Memory Is Now Live on Poly: Bring Your Context, Keep Control
One of the most common frustrations with AI tools is context reset. You explain your preferences, your projects, your workflow, and then you have to repeat it in the next session.
Poly Memory fixes that.
Memory is now live on Poly. You can import long-term context, use it across conversations, and keep full control over what stays and what gets deleted.
What Poly Memory Actually Does
Poly Memory gives you a dedicated memory vault in Settings where you can:
- Import memory from another provider
- Toggle memory usage on or off for new requests
- Review memory entries in a structured table
- Delete individual memories whenever you want
This is designed for continuity, not lock-in. You decide when memory is used.
How Import Works
Inside Settings → Memory Vault, Poly walks you through a two-step migration flow:
- Copy the transfer prompt and paste it into your old AI provider
- Paste that provider output into Poly, then run import
Poly then cleans, validates, and structures the output before saving it as memory entries.
This means no manual copy-paste of dozens of notes, and no need to rebuild your profile from scratch.
The Big Difference: You Stay in Control
We built Memory around user control from day one:
- On/Off toggle for memory usage in chats
- Per-entry deletion directly from the Memory Vault
- Transparent import flow so you know what gets stored
If you don’t want memory used in a chat context, switch it off. If a memory is outdated, delete it.

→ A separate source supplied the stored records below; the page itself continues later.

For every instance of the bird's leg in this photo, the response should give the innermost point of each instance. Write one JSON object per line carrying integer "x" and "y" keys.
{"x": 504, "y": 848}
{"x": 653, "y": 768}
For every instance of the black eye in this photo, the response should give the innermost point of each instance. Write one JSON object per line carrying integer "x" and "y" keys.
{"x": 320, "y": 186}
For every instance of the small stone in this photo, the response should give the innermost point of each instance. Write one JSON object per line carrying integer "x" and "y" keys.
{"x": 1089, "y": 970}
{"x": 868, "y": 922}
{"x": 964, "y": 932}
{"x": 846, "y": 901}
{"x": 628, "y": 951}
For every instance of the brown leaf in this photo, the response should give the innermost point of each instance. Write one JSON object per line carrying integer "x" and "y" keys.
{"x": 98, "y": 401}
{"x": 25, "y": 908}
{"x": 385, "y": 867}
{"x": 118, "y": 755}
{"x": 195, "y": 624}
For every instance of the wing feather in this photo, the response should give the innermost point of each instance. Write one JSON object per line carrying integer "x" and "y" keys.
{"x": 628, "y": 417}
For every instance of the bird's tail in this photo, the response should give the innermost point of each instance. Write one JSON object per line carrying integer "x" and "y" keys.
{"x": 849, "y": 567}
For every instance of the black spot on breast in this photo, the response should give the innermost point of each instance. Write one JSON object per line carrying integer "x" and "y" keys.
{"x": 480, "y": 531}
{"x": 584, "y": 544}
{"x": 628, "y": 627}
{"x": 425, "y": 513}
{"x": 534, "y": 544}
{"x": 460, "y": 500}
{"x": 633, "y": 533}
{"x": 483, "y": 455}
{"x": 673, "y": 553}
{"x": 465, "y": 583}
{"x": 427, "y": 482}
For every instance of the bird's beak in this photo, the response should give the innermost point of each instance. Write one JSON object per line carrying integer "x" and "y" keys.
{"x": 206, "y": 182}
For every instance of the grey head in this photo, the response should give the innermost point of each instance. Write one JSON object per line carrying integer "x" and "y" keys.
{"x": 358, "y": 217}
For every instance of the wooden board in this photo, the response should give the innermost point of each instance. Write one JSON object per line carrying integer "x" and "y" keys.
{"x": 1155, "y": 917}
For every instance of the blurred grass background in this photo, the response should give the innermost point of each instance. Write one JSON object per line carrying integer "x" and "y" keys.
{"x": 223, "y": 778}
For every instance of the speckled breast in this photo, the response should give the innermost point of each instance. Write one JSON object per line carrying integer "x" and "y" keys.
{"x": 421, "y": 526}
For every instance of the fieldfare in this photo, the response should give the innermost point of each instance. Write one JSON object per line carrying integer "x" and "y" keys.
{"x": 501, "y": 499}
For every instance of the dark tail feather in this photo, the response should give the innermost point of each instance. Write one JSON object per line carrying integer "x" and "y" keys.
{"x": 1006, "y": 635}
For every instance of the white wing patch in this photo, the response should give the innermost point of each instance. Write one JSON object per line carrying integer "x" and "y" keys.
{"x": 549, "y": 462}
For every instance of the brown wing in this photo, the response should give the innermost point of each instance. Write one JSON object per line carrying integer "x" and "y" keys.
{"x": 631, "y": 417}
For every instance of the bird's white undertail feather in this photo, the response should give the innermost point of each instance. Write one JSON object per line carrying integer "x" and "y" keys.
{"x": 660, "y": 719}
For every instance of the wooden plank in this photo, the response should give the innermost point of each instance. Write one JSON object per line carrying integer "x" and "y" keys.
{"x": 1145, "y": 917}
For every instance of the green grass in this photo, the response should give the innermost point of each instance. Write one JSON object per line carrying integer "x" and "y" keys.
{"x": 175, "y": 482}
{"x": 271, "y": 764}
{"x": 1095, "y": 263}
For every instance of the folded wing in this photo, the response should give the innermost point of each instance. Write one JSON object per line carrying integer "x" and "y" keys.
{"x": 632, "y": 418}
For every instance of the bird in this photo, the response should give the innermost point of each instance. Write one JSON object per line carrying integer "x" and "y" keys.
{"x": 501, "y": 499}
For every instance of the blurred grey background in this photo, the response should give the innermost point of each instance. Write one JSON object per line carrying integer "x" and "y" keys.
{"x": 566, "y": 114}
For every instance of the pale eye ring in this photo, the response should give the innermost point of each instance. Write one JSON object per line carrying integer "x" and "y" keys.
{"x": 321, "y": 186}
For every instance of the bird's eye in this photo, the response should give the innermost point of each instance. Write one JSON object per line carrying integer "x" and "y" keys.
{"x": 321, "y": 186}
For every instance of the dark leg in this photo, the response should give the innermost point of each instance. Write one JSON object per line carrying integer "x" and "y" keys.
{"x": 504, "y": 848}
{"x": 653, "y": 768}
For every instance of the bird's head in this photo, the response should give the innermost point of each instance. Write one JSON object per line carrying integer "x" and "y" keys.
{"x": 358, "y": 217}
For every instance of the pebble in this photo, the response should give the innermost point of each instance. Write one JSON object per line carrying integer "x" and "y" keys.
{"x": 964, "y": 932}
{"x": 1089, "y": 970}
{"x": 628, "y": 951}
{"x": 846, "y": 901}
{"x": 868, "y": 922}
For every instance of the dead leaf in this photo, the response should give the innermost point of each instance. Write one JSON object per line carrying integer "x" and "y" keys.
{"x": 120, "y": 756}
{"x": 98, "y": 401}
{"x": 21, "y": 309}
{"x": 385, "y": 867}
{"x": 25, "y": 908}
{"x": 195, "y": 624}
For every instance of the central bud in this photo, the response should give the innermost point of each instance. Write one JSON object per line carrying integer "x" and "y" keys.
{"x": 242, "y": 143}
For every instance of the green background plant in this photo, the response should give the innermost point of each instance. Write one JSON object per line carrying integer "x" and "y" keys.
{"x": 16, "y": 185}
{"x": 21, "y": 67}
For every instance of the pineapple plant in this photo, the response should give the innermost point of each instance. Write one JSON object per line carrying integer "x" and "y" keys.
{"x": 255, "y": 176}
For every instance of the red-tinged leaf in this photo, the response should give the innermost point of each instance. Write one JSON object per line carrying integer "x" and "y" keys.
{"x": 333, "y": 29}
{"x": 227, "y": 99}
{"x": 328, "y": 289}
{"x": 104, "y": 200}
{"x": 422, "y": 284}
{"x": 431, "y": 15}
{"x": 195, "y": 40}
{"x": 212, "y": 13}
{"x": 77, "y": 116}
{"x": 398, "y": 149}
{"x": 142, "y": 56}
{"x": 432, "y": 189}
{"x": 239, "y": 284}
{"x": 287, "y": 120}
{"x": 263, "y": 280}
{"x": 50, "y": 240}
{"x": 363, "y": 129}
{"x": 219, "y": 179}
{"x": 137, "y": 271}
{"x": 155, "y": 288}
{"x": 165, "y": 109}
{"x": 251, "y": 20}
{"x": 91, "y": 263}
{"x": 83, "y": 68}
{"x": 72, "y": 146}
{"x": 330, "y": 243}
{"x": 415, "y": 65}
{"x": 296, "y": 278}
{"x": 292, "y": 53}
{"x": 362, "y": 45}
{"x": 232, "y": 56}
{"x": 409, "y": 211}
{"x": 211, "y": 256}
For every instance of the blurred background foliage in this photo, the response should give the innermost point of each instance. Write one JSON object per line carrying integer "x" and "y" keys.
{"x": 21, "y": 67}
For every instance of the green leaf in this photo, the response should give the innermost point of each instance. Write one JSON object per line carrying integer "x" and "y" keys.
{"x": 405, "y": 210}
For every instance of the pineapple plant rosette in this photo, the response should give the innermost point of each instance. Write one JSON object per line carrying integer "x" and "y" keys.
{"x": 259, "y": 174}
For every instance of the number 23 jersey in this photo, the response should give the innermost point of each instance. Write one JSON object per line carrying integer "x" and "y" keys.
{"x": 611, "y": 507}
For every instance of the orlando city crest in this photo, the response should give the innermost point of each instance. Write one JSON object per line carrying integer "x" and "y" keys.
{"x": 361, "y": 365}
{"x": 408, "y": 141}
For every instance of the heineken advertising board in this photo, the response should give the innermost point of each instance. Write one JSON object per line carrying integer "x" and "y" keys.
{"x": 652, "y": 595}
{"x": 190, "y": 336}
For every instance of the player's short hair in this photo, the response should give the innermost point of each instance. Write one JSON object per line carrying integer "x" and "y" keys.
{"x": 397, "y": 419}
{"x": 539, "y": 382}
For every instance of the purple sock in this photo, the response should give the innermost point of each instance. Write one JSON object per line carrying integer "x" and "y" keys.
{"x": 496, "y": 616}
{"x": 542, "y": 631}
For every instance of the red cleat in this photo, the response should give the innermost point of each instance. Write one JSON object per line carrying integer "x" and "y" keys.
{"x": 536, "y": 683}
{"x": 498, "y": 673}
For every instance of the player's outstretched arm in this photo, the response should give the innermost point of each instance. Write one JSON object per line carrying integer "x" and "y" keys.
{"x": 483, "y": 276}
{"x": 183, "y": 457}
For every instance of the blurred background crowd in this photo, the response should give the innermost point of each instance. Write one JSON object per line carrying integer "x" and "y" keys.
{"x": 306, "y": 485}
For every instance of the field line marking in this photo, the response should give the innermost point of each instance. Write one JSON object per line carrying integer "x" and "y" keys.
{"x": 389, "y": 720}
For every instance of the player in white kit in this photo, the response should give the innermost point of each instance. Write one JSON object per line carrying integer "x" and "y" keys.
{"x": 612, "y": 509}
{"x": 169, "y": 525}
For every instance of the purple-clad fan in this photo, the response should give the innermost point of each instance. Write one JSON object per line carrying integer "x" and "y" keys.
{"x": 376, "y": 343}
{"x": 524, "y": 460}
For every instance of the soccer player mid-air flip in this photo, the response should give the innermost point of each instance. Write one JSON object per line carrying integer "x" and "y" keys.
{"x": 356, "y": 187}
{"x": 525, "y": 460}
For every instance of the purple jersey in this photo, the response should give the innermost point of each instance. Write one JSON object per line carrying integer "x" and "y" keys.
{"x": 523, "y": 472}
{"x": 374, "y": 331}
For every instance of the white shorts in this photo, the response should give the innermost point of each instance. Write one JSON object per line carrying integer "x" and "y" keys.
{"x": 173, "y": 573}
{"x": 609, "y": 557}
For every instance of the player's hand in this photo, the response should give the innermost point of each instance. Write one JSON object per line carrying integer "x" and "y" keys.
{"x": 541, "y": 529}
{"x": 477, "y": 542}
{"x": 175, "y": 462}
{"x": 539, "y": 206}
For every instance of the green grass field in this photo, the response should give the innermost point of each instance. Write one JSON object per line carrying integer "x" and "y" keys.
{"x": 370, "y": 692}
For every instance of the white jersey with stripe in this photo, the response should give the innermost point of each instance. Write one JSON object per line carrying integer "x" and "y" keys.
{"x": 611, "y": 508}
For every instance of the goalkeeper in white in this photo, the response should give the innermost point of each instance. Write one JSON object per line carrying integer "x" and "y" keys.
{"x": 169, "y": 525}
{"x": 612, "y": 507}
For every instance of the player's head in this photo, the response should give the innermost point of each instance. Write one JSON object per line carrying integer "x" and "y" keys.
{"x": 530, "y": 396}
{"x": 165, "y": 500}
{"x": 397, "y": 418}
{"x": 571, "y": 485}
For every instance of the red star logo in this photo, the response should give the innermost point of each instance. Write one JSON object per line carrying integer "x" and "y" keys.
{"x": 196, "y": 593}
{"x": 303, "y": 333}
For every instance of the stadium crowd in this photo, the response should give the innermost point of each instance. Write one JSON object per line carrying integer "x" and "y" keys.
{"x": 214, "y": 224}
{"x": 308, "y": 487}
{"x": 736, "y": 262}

Simple.
What This Unlocks in Practice
With Memory enabled, Poly can better preserve your preferences and working context over time, for example:
- Preferred tone and response style
- Recurring project details and constraints
- Tooling habits and workflow defaults
That means less repetition and more useful first responses.
Watch the Demo
We recorded a full walkthrough of the import + management flow.
Why This Matters
Poly has always been about flexibility: multiple frontier models, one workspace, shared context.
Memory extends that vision. You bring your context once, and Poly helps you keep momentum instead of starting from zero every time.
If your work depends on continuity, strategy, writing systems, product plans, research threads, this is a meaningful upgrade.